And I nod and I smile because I know what they mean. They know I’m the guy who does that “blog thing” and lives and dies with the Red Sox and once threatened a conference room full of prospects when one of them copped to being a Yankees fan.
But the thing is, I’m doing fine.
No more Red Sox baseball? Sucks. But whereas 2003 saw me bedridden and bedraggled, sick to my stomach and lost in clouds of despair, the new, post-2004 and -2007 me knows that these days, “maybe next year” really means “maybe next year.” And Red Sox championships aren’t the sort of things that poke their heads out of Loch Ness once in a blue moon, then disappear without a trace. They’re real, baby. And they’re spectacular.

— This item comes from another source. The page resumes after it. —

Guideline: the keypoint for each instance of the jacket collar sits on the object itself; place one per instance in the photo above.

So when I see these articles like this one in the Globe in which a local funeral director — yeah, you read that right — offers hints for overcoming the shock of the postseason’s abrupt ending, I just nod and smile. I paid my dues in 2003. And when the bad vibes set in, as they did earlier this week, I just dig on this:
Doesn’t that make everything better?
Knowing how it all went down, it’s tough to remember that when this occured, we were three games down and three outs away from the Big Sleep. We had nothing but that moment, that steal, that at bat. A park packed with people begging for just another inning of Red Sox baseball, clinging tenaciously to whatever remnants of the season we could get our mitts on. We didn’t know where it was heading; we just knew we didn’t want to say goodbye. And the boys came through furiously.
There’s enough emotion in that one-and-a-half minute clip to get me through the rest of my days. Thanks again, dudes.